I was also looking into adding character to the LLM again, and the Samantha Project was very helpful. I'm going to try to do all my characterization with a strategic system prompt, or I'm going to need to compile a loooooot of clean data that I'm not sure how to do. Sooooo, cloning a friend's personality seems to be off the tables for now.
Lesson 1: Optimizing Latency
I managed to reduce the end-to-end latency a ton by using STT and TTS models that streamed in/out audio in real time. Not having to wait on the audio or AI to finish to start the other let me achieve an actually conversational response time, without having to awkwardly wait around for the TTS to generate or whatever.

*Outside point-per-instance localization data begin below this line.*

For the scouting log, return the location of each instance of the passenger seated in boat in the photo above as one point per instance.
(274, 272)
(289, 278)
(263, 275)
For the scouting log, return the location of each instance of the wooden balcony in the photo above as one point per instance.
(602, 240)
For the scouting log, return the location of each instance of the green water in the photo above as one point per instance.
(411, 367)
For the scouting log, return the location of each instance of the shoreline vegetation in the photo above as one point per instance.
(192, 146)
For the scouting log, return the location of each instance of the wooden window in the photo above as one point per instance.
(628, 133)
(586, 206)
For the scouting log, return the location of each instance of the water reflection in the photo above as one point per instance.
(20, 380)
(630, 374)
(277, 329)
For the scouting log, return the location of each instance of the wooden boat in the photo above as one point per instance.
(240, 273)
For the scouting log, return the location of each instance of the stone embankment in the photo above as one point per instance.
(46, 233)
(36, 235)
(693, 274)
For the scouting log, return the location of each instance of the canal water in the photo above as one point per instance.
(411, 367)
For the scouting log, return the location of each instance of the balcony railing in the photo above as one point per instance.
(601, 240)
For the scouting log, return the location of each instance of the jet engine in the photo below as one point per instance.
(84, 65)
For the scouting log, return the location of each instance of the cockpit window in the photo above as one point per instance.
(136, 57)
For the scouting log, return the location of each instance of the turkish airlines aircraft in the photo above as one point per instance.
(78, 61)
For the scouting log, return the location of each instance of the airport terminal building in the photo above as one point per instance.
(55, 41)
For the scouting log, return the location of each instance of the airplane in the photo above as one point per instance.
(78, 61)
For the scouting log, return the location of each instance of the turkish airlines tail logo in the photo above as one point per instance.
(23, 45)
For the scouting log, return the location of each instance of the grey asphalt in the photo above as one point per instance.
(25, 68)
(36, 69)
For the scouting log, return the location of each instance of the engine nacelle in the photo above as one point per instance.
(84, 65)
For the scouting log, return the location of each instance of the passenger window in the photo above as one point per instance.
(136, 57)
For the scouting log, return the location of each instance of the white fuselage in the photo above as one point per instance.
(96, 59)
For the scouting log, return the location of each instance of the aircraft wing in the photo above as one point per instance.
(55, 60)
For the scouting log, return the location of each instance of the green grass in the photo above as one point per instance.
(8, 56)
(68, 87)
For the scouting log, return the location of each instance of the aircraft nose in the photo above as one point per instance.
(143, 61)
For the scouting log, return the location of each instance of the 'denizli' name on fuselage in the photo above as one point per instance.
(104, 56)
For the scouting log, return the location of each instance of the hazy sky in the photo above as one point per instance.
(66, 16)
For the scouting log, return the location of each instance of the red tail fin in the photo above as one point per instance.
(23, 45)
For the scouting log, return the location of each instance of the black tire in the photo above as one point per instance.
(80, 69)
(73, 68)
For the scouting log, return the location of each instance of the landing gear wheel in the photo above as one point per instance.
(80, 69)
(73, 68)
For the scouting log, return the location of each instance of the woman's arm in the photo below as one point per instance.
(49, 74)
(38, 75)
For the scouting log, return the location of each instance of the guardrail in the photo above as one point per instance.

Lesson 2: Characterization
It seems like strategic system prompts, a lot can be done without needing to touch the model itself. Including an extensive list of traits (of the AI and user) and example conversations in the prompt seem to help a lot, at least from what I've seen in the Samantha post. This makes it easier to use an arbitrary personality, but harder to clone a real existing personality.
Lesson 3: Compute Capacity
Another roadblock I ran into while trying to run the TTS as the LLM was generating was that I simply didn't have enough compute/VRAM power to run both AI models at the same time. Whenever both were running, the LLM would essentially grind to a halt. This basically limits me to only running 1 AI model at a time, so my overall project architecture needs to prevent multiple models (maybe except STT) from running at the same time. This might prove tricky.